The value of the ruble in the national currencies of other countries depends largely on the volume of exports.
Correlation of the Russian currency with USD and EUR
In April 2014, the ruble reached the historical level in relation to the dollar (1:50), and then dropped sharply (to 36). Although fluctuations are common in floating-price countries, the changes that took place last year were difficult to predict.

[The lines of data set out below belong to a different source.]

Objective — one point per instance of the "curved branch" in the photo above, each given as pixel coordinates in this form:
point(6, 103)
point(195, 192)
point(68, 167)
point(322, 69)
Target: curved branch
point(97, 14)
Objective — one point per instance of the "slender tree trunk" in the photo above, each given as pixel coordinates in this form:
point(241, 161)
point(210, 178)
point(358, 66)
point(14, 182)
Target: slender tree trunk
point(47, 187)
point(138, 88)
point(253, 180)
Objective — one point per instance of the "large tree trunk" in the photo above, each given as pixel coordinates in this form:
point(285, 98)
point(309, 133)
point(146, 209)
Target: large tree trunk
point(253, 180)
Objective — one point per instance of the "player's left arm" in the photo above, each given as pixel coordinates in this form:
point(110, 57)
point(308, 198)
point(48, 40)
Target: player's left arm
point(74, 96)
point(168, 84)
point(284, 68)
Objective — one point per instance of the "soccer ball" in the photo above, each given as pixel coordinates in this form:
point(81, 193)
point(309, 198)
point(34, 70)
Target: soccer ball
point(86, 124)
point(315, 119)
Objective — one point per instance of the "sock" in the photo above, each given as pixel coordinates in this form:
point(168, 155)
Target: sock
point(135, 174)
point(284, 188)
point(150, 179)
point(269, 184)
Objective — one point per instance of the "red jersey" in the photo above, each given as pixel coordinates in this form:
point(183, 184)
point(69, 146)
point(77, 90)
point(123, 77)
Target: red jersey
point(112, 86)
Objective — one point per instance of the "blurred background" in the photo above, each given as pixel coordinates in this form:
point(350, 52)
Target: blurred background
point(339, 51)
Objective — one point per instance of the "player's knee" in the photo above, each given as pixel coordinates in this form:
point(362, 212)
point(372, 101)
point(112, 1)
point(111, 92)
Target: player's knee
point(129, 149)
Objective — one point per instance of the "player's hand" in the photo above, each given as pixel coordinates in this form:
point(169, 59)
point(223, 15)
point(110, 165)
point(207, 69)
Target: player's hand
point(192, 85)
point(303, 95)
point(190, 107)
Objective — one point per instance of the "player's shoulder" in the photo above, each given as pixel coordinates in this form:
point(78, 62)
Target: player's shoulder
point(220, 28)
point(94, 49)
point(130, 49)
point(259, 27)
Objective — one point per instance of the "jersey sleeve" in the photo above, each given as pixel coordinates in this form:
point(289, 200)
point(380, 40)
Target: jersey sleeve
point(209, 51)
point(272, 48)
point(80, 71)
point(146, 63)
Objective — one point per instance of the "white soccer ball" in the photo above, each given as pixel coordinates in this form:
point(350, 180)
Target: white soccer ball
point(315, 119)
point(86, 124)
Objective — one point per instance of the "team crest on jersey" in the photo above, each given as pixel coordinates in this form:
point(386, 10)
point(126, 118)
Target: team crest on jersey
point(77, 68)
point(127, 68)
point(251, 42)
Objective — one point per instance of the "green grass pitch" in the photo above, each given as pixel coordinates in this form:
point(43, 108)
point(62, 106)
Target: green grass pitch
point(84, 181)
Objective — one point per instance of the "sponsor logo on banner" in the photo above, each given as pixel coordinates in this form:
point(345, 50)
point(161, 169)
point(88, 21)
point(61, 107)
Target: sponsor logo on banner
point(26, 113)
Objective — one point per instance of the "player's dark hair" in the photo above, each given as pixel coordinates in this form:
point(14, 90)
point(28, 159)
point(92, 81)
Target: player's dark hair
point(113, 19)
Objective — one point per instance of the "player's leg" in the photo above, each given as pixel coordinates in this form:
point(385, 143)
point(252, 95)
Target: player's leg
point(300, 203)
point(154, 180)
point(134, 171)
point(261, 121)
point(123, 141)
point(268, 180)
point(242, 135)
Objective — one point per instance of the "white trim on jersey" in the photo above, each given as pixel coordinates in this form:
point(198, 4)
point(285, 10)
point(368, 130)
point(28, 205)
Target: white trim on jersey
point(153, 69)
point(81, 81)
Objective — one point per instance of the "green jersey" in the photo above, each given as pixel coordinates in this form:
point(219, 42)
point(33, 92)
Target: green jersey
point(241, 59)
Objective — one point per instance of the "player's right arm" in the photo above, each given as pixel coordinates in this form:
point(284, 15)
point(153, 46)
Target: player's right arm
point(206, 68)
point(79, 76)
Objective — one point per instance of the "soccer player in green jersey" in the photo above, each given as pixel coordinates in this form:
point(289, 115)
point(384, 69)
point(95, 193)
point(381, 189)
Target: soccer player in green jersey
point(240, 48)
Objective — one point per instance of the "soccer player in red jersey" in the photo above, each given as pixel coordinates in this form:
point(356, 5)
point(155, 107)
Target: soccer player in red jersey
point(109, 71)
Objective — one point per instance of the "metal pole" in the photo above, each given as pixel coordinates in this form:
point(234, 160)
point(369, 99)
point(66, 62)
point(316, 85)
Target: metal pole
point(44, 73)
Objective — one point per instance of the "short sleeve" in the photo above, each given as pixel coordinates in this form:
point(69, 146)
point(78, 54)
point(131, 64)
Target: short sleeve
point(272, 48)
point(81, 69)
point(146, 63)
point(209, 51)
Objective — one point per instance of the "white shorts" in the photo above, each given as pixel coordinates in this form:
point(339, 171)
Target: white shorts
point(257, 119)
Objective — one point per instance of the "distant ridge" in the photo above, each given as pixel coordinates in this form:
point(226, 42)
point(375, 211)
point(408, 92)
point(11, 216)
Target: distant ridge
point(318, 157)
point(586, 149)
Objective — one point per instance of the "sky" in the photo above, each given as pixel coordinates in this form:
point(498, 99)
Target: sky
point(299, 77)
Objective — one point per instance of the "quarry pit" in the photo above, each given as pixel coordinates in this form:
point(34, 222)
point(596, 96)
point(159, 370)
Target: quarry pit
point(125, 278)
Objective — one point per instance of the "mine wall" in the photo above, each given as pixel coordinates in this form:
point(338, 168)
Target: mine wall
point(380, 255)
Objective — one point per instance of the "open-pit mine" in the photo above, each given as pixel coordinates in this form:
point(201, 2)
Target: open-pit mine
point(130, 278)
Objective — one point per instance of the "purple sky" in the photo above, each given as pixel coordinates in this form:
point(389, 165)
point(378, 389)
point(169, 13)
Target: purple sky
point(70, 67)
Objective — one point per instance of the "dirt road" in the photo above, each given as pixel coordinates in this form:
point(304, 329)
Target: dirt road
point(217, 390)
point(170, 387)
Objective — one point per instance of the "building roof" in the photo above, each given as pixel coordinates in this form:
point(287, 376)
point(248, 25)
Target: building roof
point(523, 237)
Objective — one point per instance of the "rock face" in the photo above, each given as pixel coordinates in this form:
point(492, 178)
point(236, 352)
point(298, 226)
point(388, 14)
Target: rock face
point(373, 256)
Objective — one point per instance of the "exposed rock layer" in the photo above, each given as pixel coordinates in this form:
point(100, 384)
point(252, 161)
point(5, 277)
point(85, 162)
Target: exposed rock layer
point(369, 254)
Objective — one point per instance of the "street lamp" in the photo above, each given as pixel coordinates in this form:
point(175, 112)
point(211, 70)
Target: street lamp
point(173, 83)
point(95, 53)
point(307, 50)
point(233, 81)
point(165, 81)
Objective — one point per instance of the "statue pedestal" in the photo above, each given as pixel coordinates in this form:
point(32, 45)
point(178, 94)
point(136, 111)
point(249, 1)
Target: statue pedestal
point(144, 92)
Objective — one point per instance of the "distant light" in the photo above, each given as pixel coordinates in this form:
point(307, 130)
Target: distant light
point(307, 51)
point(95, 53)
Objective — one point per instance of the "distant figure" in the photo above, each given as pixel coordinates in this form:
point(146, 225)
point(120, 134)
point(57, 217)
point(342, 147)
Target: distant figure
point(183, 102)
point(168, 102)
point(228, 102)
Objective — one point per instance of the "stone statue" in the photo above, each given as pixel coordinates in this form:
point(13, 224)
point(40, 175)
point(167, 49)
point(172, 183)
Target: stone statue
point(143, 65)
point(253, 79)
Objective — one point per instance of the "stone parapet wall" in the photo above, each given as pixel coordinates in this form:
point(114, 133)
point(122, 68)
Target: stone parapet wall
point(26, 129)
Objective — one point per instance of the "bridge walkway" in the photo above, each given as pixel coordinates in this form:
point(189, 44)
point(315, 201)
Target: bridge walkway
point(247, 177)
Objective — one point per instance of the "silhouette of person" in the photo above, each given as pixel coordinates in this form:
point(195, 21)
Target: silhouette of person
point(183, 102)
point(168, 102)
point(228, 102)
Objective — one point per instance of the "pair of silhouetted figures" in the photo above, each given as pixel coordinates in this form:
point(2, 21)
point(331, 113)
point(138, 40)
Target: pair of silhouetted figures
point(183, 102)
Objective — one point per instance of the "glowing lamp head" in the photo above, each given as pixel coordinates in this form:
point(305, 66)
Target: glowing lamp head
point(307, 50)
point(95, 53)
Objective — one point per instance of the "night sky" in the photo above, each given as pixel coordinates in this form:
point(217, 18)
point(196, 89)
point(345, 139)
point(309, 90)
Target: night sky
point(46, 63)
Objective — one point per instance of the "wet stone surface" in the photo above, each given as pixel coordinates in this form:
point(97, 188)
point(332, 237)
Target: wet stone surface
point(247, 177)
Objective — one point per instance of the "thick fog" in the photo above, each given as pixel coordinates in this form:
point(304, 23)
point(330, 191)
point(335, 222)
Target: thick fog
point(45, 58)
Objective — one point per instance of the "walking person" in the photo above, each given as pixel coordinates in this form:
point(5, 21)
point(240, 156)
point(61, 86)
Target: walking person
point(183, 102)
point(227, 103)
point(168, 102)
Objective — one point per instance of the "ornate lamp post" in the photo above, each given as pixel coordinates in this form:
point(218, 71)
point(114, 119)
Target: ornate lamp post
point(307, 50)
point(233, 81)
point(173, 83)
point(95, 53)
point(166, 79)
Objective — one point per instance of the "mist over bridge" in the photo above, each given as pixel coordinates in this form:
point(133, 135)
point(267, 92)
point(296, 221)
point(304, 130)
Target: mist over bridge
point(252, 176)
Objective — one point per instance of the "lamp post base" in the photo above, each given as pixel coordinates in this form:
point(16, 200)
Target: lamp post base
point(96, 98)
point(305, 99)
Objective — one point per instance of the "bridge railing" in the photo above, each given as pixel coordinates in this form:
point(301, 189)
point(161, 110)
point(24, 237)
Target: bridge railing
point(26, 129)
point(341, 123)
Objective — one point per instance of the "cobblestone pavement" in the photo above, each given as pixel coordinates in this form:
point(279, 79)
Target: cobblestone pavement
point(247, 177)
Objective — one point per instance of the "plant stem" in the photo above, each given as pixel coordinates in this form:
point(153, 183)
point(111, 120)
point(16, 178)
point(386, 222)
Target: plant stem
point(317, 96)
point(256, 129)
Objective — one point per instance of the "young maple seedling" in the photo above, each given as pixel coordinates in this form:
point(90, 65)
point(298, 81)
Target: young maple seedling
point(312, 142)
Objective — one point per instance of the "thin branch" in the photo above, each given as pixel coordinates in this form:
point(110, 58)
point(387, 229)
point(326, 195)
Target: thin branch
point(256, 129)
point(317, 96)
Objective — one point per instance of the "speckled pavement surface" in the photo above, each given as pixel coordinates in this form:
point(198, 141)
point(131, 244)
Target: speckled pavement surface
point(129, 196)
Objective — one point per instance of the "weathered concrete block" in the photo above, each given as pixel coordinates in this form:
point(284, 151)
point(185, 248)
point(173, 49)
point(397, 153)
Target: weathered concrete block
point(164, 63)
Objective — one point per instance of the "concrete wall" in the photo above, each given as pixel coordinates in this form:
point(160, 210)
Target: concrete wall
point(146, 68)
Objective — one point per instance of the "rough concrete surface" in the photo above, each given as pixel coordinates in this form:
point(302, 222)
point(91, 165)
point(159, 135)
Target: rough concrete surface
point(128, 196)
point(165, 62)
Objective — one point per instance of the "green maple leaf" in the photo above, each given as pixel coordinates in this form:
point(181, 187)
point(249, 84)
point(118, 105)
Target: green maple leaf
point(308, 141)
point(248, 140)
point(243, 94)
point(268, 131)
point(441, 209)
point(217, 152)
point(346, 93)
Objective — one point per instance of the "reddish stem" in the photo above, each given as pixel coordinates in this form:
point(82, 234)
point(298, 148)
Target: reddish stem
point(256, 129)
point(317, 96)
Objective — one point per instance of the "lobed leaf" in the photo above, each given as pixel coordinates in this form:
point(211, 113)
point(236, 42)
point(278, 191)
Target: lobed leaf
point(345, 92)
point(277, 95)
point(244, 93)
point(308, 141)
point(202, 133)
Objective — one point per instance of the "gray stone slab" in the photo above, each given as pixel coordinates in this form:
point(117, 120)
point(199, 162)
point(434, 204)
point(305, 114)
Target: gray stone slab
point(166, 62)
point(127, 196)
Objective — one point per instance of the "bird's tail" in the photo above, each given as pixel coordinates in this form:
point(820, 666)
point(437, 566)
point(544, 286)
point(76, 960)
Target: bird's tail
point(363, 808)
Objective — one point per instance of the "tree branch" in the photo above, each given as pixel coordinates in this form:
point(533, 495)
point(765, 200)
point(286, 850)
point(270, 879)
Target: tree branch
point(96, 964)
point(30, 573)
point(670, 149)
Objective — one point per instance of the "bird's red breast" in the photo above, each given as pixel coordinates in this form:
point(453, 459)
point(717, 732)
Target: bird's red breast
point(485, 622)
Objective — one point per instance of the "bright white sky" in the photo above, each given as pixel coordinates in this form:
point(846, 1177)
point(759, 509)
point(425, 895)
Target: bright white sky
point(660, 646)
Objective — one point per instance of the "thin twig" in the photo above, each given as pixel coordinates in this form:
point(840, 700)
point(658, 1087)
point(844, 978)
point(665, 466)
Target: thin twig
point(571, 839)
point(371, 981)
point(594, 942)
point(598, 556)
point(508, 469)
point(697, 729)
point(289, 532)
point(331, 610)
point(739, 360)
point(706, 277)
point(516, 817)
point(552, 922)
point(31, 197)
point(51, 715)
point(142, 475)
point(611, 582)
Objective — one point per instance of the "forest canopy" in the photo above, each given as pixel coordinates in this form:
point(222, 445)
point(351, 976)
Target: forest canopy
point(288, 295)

For a long time, the Central Bank did not dare to raise the key rate, on the basis of which the refinancing of the banking system takes place. In recent months, the Bank of Russia “sponsored” the CB in the amount of 5 trillion rubles. The main source of such investments is loans secured by securities and non-market assets. With the weakening of the ruble, free cash resources of the KB were directed to the foreign exchange market. Today it is more profitable to conduct speculative operations than to invest in the economy. In order to avoid such situations, the European Central Bank has raised interest rates since last year. The Bank of Russia, on the one hand, restricted the flow of capital to 5.5%, and on the other, it held back the devaluation of the ruble at the expense of the gold and foreign exchange reserve. And only in March 2014, he raised the discount rate to 7%. This decision was caused by the need to raise metallurgy and the mining industry. They have become almost unprofitable. The only way to remedy the situation is to weaken the ruble against the dollar.
The exchange rate reflects the value of the national monetary unit through a foreign one. It should be regulated by the state and the Central Bank. If a clear correlation is established, then this is a fixed rate. If the price fluctuates depending on supply and demand - floating. These exchange rate regimes support a certain price ratio.